Swirling rhetoric

Lies, manipulations, hatred should not resume after Sandy

As disastrous as Hurricane Sandy is proving to be, she is drowning out at least some of the most vitriolic campaigning of the season. No doubt the barrage will resume after Sandy weakens, but for now, at least, politicians have realized that fact-free bickering is not what residents of the Eastern Seaboard most want to hear. People who are worried that their neighborhoods or even their communities might be devastated, with destruction threatening schools, utilities, roads and bridges, as well as homes, don’t want to believe that the next president of the United States is evil incarnate.

Neither major-party candidate is, of course. They have different philosophies, different sets of influences and different goals — substantive differences upon which voters should base their decision — but despite the shrill tone of the propaganda distributed on their behalf, neither wants to drive the nation into bankruptcy or the middle class out of existence. When they’re not running for election, both of them are decent men.

Even before Sandy began swirling far out in the Atlantic, hardly anyone truly was listening to substance of the nastiness. Most voters, huge majorities in each party, had already made up their minds, and almost nothing anyone could possibly say would sway them.

Some recognized the rhetoric for what it was — mostly nonsense, anchored only by tiny, well-spun grains of truth — and ignored it from the beginning.
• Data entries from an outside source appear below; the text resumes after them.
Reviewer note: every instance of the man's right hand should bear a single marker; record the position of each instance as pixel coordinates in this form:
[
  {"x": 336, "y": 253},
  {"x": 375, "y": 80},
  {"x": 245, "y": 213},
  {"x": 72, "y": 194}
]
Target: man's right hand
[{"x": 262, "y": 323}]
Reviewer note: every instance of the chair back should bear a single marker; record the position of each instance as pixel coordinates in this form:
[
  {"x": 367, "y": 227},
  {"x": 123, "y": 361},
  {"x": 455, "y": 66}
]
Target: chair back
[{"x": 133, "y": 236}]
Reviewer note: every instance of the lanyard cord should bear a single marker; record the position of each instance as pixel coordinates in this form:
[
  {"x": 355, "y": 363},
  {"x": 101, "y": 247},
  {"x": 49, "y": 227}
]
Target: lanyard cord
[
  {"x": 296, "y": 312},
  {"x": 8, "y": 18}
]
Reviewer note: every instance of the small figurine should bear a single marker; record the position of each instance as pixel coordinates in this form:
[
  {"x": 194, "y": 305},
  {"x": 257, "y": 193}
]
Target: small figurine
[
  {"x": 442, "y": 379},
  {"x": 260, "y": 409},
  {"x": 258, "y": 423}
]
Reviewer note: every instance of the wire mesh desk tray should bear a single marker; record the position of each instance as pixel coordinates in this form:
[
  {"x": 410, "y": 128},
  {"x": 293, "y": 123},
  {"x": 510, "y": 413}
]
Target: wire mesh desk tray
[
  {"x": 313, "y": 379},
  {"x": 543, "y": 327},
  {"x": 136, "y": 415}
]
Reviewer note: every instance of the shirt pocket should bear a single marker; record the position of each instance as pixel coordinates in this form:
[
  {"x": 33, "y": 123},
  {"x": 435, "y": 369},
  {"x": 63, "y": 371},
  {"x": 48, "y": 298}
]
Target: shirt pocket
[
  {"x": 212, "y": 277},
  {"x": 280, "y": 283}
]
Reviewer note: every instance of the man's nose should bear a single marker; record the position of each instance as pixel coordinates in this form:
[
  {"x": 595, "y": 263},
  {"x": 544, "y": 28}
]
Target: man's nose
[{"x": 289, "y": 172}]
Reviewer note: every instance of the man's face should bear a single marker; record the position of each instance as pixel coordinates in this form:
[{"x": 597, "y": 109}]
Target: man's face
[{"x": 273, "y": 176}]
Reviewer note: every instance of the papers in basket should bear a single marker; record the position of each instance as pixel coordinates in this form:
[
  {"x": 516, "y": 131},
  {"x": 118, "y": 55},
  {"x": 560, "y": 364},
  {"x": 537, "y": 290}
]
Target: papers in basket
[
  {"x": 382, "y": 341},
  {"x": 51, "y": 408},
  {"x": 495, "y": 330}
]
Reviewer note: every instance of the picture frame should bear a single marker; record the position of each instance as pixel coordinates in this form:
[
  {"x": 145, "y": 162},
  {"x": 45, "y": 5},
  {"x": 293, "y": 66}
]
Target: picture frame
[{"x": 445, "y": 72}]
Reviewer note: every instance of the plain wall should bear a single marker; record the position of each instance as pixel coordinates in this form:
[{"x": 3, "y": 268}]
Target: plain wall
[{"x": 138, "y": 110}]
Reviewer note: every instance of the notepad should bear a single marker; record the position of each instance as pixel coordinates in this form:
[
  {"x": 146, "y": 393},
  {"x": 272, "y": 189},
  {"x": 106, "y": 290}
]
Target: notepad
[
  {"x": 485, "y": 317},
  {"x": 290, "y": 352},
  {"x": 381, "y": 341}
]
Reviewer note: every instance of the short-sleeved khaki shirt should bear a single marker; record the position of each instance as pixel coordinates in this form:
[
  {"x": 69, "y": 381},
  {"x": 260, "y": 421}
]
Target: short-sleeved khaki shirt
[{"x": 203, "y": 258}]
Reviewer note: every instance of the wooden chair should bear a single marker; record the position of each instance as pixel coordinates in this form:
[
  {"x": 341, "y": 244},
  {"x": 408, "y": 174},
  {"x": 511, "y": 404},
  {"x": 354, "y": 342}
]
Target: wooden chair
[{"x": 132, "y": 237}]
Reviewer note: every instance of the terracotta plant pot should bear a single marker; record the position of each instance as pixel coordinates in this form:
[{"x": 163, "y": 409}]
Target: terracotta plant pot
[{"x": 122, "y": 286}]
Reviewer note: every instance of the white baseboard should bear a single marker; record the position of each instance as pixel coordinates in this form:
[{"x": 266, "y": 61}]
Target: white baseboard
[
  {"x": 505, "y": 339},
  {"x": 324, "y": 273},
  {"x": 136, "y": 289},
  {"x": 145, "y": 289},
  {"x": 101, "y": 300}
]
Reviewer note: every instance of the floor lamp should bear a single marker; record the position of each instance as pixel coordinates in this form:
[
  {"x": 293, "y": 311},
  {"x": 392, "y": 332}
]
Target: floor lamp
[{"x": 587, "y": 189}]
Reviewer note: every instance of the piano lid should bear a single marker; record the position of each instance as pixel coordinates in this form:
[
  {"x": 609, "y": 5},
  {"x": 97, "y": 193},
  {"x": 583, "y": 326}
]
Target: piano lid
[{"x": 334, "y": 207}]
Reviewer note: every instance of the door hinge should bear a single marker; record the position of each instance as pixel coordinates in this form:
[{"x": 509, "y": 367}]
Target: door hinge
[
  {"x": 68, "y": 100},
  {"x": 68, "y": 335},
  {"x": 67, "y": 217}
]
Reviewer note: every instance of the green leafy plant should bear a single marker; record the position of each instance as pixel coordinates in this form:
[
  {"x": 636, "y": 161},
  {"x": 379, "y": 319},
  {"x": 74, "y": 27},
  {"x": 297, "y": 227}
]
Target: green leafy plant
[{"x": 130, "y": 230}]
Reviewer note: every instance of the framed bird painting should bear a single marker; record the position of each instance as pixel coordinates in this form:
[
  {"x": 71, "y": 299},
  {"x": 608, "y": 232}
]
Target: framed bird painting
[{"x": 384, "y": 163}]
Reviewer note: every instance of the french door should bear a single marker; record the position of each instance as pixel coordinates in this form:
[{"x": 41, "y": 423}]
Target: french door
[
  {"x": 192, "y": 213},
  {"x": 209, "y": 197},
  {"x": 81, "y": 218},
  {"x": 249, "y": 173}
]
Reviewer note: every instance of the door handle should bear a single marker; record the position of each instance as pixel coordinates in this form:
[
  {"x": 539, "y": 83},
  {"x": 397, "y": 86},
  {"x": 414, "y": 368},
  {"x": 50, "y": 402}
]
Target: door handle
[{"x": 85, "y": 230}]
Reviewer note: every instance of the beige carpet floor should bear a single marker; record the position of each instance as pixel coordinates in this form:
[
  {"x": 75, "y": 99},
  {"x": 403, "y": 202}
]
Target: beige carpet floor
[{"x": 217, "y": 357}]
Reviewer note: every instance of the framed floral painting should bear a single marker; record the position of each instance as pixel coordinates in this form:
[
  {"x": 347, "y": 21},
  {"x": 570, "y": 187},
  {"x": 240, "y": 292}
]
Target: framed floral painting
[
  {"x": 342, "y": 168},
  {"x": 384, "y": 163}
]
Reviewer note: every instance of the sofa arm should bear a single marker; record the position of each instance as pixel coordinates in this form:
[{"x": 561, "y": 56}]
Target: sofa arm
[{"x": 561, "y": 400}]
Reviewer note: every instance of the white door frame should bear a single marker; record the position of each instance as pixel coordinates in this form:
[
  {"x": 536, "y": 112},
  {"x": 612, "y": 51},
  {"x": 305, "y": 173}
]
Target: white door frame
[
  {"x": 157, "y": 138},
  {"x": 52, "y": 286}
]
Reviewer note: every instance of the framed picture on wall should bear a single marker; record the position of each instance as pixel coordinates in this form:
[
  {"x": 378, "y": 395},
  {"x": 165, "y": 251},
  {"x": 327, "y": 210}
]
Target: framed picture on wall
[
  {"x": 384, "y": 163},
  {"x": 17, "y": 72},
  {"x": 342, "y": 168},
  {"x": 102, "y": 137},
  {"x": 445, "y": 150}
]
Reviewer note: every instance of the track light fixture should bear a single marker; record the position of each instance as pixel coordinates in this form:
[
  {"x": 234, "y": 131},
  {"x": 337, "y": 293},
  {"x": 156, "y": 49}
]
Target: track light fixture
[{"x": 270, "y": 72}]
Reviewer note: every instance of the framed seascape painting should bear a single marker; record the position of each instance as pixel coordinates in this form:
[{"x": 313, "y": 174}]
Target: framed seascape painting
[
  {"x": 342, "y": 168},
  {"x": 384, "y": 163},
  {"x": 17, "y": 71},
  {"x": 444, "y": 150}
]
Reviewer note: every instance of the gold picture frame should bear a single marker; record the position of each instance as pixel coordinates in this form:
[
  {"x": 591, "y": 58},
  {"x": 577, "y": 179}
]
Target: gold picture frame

Many Americans are adept at separating fact from fiction and are not inclined to allow themselves to be manipulated

Others ate up what their own party was serving them, swallowing a lot of it whole, and expressed outrage at the lies being proffered by people trying to ruin this country, state, county, etc. For them, the negativity has been largely recreational.

But did many people change their minds and vote differently than they had planned to vote in mid-summer? Very, very few.

Hurricane Sandy gives presidential candidates an opportunity to behave presidentially. They can express concern for those affected by the storm. They can acknowledge that some circumstances are beyond the ability of individuals to mitigate. They can discuss the appropriate role of government in disaster recovery. They should not, under any circumstances, pose for photo ops while filling sandbags and boarding up windows.

And when Sandy spins down into silence, they can decline to rejoin the frenzy, and discourage their supporters from whipping it back up as well.

Manipulation, intimidation, obfuscation and downright lies should have no place in American politics. We are better than that. Elections should be won on principles, not purchased with Super PAC dollars.

Politicians and political machines have demonstrated no interest in changing the tone of this election. Voters could. They behave civilly in personal conversations, in letters to the editor, and at the polls. They can vote carefully and sensibly and not allow themselves to be swayed by scare tactics.

The United States of America is better than this. Voters are smarter than this. Politicians have more to offer than this.

Now, in the face of a hurricane, would be a good time to clean up our political act.